Photo: Bloomberg
Photo: Bloomberg

State-owned oil firms target bigger stake in Rosneft’s assets

India signed a pact with Russia for joint exploration of hydrocarbons in Eastern Siberia in December when Narendra Modi visited the country

New Delhi: A plan by Indian oil marketing companies led by Oil and Natural Gas Corp. Ltd (ONGC) to acquire a substantial stake in Vankor oil field in Siberia, operated by Russian energy giant Rosneft OAO’s subsidiary Vankorneft, will come up for discussion when oil minister Dharmendra Pradhan meets Rosneft chairman Igor Sechin in New Delhi on Tuesday, according to two people familiar with the development.

The deal, if inked, will enable ONGC, India’s largest oil and gas exploration and production company to raise its stake in Vankorneft from 15%, for which its overseas arm ONGC Videsh Ltd (OVL) signed a deal with Rosneft in September last year.

The total stake in Vankorneft for the Indian consortium could go as high as 49%.

The possible stake purchases in Rosneft’s other assets are also likely to be discussed in Tuesday’s meeting, said one of the two people cited earlier, on condition of anonymity.

“When you are in the market, you are open to all possible options. We will get to know after Tuesday’s discussions if a deal will happen immediately," said the person, adding that the extent of stake purchase will also be decided on Tuesday.

OVL has been eyeing a 26% stake in Vankorneft (including a 15% stake upon agreed in September last year) and Indian Oil Corp. Ltd, Oil India Ltd and Bharat Petro Resources Ltd, a unit of Bharat Petroleum Corp.
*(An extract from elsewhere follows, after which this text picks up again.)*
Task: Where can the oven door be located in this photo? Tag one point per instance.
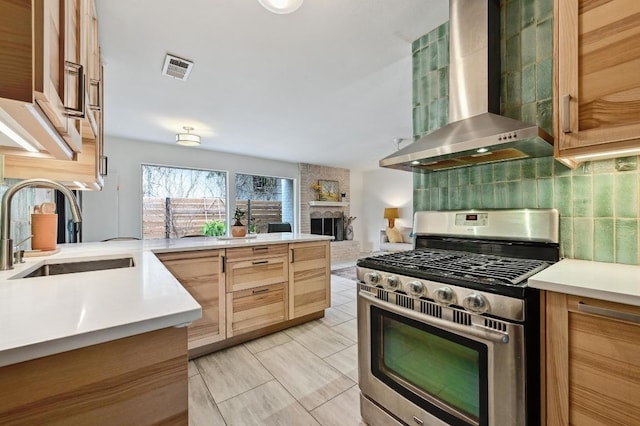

Ltd, another 23.9%, all for about $2.9 billion, according to a report by Press Trust of India last week.

Emails sent to ONGC, Rosneft, Indian Oil and Bharat Petroleum remained unanswered at the time of going to print.

As part of its efforts to diversify its energy basket, India signed a pact with Russia for joint exploration of hydrocarbons in Eastern Siberia in December when Prime Minister Narendra Modi visited the country.

Many energy firms, which are planning to offload stakes in energy assets due to sustained low oil prices, are looking at India as an investor.

India, which imports 70-80% of its crude oil needs, wants to buy assets abroad in a bid to ensure a steady flow of crude unaffected by price volatility.

Explorer Oil India and refiner Indian Oil are Rosneft’s partners in East Siberia exploration, the Russian company had said last December.

Vankorneft produced 22 million tonnes (mt) of oil in 2014, 3% more than what it produced a year ago.

“India is looking to diversify its energy import basket, but since oil transportation from Russia could be a problem, India may need to look at a swap arrangement," said Uma Purushothaman, assistant professor of international studies at the Central University of Kerala.

The move, which comes at a time of uneasy ties between Russia and the West, is a reaffirmation of India-Russia ties, she added.